Walmart-Flipkart merger

Flipkart may have to remove up to 25 per cent of its products from its site. (Photo: Reuters)

New foreign direct investment (FDI) rules regarding online marketplaces may put a spanner in the Walmart-Flipkart merger. According to investment bank Morgan Stanley, Walmart may back out of its merger with Indian e-commerce giant Flipkart.

Implemented from February 1, the new FDI rules bar online marketplaces with foreign investments from selling products from sellers in which the online marketplaces hold a stake. The new FDI rules also ban exclusive marketing arrangements.

Morgan Stanley, in a report titled ‘Assessing Flipkart Risk to Walmart EPS’ dated February 4, claimed that “an exit is likely, not completely out of the question, with the Indian e-commerce market becoming more complicated.” The group said an exit like this would not be unprecedented as Amazon had done the same in China in 2017.

The new FDI regulations are expected to heavily impact Flipkart as the e-commerce giant may have to remove up to 25 per cent of its products from its site. The biggest effect will be on the smartphone and electronic inventory of the website, a high earning segment for the website, due to the government targetting exclusive deals.

The new FDI regulations and their impact. (Source: India Today magazine)

Speaking to Economic Times, a spokesperson for Walmart said, “Despite the recent changes in regulations, we remain optimistic about the e-commerce opportunity in India given the size of the market, the low penetration of e-commerce in the retail channel and the pace at which it is growing. As Walmart scales in India, the company will continue to partner to create sustained economic growth across agriculture, food and retail. Future investments will support national initiatives and will bring sustainable benefits to the country.”
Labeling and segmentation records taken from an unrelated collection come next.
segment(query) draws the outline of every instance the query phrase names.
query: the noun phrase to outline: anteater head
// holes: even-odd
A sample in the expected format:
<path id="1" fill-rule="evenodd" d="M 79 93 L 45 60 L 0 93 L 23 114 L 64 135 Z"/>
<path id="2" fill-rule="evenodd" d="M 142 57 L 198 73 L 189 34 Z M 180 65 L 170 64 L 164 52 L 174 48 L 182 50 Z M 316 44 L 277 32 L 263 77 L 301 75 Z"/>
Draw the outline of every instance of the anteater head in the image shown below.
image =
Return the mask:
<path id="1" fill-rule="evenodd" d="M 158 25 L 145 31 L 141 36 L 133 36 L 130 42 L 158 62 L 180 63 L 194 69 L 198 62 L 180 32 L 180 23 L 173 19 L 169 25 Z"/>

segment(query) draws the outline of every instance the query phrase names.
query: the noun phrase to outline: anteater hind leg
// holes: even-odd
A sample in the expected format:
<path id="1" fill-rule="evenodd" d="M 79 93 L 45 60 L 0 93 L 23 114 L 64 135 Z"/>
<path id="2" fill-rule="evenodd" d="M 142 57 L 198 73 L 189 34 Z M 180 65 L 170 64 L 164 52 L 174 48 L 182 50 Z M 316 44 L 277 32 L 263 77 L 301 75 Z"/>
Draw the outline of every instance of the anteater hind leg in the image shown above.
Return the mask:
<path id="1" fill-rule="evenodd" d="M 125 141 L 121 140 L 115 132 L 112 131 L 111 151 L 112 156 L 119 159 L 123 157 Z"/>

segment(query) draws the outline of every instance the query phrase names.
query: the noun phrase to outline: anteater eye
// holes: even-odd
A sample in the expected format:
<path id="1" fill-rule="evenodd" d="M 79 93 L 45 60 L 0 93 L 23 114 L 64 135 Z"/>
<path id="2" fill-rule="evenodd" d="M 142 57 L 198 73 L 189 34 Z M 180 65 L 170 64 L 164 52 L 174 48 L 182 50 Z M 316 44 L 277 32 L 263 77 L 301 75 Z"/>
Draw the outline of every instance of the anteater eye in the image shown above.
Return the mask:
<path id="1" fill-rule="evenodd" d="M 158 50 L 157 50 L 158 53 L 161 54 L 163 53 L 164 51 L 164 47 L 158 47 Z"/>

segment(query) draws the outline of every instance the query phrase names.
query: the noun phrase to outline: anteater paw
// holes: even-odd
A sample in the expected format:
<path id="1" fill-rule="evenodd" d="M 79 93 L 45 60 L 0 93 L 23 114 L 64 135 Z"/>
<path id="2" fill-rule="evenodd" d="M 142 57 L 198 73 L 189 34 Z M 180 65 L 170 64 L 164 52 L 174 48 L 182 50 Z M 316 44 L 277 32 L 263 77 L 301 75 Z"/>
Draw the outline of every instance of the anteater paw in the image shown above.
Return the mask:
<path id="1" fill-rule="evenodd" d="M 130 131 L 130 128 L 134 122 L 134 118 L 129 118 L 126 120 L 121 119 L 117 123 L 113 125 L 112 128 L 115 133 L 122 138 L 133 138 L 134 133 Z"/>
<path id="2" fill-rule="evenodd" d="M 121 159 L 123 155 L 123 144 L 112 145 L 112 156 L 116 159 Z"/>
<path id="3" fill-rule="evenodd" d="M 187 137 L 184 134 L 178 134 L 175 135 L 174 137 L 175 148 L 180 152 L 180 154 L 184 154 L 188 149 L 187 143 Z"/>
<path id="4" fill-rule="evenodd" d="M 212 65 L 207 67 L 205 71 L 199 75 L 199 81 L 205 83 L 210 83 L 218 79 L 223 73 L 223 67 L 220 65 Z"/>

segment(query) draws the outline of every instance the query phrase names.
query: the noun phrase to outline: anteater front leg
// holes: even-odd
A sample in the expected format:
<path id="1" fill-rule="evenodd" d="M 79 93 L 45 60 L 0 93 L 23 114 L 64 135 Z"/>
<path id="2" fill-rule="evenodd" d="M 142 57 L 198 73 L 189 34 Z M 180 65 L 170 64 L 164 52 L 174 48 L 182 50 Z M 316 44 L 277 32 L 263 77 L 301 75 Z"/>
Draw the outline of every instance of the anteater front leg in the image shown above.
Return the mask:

Amazon too echoed a positive sentiment saying that it sees “very good long-term prospects” in the Indian market. “We feel very good about the long-term prospects in India and doing a good job for both Indian customers and Indian sellers. The new regulations need to be interpreted…need to make sure they don’t have unintended consequences,” Amazon CFO Brian Olsavsky asserted.

Both Amazon and Flipkart had extensively lobbied (directly as well as through associations and trade bodies) with government officials seeking an extension in deadline after the proposed changes were announced in December. They had also written to the government seeking more time to understand the details of the new framework. According to a Crisil report, nearly 35-40 per cent of e-retail industry sales – amounting to Rs 35,000-40,000 crore – could be hit due to the tightened norms.